I had the same problem with my music collection... most tools/scripts were noisy (listing filenames) or did checksums of file contents, which is far too slow...
Special characters, spaces, and symbols made this challenging... the strategy is to MD5sum the sorted file names along with the parent directory, then the script can sort hashes to find duplicates.

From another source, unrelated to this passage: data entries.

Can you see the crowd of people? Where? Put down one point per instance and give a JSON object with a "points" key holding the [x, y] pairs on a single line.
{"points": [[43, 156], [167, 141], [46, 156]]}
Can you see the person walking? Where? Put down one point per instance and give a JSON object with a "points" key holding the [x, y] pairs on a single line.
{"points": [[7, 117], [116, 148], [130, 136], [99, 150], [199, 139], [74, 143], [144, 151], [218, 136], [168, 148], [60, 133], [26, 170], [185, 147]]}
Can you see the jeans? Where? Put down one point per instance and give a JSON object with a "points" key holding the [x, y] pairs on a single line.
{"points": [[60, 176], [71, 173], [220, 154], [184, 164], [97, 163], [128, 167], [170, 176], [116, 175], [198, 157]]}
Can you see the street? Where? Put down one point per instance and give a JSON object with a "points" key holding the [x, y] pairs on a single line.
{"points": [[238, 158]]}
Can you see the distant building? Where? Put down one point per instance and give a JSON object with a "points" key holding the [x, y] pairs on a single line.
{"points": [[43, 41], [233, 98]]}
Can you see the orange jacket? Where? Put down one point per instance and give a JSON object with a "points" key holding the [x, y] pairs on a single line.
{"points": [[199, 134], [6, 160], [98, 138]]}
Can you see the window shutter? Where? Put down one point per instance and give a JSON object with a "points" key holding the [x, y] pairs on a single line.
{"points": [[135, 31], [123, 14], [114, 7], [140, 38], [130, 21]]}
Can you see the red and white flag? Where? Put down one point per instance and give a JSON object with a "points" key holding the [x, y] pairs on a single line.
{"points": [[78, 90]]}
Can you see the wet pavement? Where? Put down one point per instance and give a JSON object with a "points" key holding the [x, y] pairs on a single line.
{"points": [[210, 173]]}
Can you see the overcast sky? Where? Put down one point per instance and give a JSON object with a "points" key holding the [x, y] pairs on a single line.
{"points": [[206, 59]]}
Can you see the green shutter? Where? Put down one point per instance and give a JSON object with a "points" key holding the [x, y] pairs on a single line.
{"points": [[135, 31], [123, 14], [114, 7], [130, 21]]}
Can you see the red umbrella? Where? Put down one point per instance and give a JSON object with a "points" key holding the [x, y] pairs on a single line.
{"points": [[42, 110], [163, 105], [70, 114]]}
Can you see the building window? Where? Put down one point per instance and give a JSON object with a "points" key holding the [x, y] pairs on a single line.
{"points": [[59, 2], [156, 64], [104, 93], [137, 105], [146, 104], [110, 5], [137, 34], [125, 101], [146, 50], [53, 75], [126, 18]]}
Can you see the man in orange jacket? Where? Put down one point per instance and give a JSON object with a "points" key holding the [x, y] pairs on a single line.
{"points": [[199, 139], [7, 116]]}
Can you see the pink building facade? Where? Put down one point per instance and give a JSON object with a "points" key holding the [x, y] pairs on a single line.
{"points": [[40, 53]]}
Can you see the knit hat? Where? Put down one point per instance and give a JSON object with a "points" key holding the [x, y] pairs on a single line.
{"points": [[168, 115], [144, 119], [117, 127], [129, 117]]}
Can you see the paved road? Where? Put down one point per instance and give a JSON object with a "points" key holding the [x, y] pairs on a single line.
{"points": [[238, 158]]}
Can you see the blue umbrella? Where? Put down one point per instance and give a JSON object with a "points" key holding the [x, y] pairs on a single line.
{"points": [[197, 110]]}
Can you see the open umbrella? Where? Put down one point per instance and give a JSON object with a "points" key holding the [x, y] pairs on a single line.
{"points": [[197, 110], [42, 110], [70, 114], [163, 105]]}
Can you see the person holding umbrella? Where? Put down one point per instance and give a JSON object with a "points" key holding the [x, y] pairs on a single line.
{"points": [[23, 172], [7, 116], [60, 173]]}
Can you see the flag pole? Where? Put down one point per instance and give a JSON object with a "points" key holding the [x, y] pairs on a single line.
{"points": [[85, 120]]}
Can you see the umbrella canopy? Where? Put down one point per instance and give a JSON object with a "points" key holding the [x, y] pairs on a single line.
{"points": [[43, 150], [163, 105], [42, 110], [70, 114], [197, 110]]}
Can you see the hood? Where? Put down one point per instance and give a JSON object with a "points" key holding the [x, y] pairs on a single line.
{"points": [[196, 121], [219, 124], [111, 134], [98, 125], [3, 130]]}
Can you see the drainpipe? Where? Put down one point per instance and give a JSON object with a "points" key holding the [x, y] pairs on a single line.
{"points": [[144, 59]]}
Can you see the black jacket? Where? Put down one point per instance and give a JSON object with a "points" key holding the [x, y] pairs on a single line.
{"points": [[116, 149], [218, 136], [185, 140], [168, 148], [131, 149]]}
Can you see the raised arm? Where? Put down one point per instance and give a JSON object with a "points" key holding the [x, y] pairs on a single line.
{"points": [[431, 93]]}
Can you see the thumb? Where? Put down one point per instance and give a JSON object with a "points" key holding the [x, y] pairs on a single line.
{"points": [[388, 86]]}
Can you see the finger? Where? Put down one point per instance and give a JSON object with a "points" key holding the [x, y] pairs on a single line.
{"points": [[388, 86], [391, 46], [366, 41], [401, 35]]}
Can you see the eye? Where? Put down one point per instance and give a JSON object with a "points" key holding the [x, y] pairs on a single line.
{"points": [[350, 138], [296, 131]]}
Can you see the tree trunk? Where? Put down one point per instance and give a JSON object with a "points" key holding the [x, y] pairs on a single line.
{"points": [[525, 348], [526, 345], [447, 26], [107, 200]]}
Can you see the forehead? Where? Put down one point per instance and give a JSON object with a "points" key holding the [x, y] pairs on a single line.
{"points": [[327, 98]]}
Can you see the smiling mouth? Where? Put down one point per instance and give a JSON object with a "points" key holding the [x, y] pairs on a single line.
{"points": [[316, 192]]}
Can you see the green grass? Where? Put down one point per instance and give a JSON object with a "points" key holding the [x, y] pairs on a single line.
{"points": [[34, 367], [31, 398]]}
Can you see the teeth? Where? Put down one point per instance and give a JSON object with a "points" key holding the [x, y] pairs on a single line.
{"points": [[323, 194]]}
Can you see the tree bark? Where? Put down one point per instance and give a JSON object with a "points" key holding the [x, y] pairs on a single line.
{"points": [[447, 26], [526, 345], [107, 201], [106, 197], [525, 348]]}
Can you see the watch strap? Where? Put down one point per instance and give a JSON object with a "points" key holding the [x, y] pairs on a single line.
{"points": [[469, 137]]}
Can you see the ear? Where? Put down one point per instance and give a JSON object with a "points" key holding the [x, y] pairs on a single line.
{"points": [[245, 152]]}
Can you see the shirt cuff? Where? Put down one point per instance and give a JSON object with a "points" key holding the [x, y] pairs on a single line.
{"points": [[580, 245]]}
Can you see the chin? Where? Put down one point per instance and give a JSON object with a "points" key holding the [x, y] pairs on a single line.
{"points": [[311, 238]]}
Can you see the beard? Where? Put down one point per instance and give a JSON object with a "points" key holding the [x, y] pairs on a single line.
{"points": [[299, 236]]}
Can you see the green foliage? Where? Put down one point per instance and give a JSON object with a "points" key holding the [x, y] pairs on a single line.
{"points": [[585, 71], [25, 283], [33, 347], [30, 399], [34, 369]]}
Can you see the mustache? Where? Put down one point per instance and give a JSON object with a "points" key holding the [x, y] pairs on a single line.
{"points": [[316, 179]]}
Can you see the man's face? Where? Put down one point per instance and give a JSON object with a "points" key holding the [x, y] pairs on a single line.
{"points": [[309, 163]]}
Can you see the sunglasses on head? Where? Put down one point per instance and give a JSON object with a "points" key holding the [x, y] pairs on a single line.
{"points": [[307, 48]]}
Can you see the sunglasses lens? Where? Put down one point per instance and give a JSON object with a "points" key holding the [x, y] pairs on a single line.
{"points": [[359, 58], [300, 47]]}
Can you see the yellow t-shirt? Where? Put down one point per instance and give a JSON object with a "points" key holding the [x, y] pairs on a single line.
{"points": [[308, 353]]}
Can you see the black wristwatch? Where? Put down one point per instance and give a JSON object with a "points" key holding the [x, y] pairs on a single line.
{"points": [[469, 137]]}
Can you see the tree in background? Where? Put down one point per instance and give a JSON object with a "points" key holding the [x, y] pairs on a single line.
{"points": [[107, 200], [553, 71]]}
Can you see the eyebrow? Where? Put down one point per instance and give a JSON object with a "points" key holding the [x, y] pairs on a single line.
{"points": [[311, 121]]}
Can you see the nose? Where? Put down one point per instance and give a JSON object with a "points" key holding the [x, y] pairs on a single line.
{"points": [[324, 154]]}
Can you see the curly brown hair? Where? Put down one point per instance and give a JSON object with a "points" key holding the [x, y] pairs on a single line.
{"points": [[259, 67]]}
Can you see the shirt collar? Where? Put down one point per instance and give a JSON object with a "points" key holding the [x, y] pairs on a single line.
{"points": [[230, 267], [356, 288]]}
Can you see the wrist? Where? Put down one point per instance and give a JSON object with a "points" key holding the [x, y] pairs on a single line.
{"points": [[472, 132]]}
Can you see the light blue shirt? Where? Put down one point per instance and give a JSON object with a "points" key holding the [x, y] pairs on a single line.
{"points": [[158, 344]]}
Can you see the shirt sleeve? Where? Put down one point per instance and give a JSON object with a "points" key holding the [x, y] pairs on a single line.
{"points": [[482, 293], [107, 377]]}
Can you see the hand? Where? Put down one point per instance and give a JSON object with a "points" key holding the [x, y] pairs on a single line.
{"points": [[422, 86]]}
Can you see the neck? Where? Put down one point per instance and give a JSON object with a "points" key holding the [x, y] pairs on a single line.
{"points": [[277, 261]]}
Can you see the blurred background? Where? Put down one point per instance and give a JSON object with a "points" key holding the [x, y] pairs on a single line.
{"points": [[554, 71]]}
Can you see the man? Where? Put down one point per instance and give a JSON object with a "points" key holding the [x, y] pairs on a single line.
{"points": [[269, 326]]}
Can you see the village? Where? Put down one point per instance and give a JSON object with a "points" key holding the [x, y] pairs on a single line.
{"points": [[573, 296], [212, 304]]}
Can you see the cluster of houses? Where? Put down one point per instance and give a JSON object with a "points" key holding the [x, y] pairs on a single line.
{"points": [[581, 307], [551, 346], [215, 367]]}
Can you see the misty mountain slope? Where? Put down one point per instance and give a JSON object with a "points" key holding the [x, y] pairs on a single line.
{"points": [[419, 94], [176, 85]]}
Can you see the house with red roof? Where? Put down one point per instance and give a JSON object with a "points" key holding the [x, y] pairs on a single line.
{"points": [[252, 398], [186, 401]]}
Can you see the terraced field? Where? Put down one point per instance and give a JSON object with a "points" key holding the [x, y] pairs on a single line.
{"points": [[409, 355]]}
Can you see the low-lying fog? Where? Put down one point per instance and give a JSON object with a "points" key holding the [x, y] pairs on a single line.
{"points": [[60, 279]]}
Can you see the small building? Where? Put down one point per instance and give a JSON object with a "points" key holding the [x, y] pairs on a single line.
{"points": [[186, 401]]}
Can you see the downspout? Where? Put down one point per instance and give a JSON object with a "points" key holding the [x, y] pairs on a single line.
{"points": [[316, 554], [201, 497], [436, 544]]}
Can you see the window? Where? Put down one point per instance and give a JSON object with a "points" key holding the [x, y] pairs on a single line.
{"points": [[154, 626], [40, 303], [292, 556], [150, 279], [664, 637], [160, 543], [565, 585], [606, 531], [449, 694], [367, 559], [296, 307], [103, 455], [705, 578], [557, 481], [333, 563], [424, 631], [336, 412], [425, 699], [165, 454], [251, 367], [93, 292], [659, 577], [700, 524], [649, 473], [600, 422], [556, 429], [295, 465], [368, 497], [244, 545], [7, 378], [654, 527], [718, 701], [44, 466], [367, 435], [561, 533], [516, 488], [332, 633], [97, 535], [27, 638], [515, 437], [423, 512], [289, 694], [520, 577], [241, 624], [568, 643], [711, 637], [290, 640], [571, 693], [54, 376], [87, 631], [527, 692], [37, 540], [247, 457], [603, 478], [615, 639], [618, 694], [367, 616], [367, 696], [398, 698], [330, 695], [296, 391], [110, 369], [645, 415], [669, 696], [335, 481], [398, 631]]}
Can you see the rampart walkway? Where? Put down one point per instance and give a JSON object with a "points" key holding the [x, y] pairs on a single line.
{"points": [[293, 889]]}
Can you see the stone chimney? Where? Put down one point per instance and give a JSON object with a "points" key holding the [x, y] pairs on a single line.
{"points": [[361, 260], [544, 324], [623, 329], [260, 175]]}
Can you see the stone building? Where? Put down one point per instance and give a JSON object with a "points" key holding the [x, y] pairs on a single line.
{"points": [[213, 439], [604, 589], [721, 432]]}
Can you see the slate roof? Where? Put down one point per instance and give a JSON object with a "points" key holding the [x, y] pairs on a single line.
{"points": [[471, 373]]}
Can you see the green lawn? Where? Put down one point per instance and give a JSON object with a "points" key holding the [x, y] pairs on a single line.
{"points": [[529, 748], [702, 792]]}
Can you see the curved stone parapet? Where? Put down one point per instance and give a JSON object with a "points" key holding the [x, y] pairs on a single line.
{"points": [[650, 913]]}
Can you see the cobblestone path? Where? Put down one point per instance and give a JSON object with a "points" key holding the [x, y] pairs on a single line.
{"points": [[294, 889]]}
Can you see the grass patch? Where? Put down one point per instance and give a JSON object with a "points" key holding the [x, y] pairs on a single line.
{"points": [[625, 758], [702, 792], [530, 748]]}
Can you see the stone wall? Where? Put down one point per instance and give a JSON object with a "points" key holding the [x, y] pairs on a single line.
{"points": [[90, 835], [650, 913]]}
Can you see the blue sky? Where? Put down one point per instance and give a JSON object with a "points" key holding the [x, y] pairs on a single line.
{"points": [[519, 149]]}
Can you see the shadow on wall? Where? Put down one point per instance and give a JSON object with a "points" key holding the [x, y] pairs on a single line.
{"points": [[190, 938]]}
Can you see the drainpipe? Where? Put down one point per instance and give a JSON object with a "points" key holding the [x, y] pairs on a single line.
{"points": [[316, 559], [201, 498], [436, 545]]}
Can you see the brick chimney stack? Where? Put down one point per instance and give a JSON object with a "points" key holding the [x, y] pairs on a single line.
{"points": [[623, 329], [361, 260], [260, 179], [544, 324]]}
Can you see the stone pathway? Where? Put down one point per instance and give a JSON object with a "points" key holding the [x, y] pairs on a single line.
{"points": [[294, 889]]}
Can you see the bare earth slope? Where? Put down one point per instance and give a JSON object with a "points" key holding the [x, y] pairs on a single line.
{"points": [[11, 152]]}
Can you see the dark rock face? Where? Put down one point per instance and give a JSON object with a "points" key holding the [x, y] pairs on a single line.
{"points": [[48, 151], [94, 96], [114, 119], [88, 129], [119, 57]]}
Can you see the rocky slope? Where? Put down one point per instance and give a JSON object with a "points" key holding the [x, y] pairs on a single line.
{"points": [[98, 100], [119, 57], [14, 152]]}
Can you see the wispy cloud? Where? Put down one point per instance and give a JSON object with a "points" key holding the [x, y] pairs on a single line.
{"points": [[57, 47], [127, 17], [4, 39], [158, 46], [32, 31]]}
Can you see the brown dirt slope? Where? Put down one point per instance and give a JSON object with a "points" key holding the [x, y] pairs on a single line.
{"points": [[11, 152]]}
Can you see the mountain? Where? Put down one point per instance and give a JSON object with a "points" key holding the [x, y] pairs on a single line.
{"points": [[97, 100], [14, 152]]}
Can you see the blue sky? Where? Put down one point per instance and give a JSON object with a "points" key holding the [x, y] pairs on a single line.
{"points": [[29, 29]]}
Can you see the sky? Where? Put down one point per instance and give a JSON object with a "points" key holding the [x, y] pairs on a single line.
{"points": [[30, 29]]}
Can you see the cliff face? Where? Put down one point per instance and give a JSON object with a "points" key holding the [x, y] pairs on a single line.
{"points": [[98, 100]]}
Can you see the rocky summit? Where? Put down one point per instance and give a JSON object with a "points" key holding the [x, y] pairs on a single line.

We must sort children file names, as find does not guarantee file order in two different directories.
Bash Script (Debian 10):
#!/bin/bash
# usage: ./find_duplicates tunes_dir
# output: c547c3bcf85b9c578a1a52dd20665343 - /mnt/tunes/soul brothers/Motherlode
# MD5 is generated from all children filenames + album folder name
# sort list by MD5 then list duplicate (32bit hashes) representing albums
# Album/CD1/... Album/CD2/... will show (3) results if Album is duplicated
# CD1/2 example is indistinguishable from Discography/Album/Song.mp3
if [ $# -eq 0 ]; then
echo "Please supply tunes directory as first arg"
exit 1
fi
# Using absolute path of tunes_dir param
find $(readlink -f $1) -type d | while IFS= read -r line
do
cd "$line"
children=$(find ./ -type f | sort)
base=$(basename "$line")
sum=$(echo $children $base | md5sum)
echo $sum $line
done | sort -n | uniq -D -w 32
Directory structure:
user@pc:~/test# find . -type d
./super soul brothers
./super soul brothers/Stritch's Brew
./super soul brothers/Fireball!
./super soul brothers/Motherlode
./car_tunes
./car_tunes/Fireball!
Example output:
user@pc:~# ./find_duplicates test/
07b0f79429663685f4005486af20247a - /root/test/car_tunes/Fireball!
07b0f79429663685f4005486af20247a - /root/test/super soul brothers/Fireball!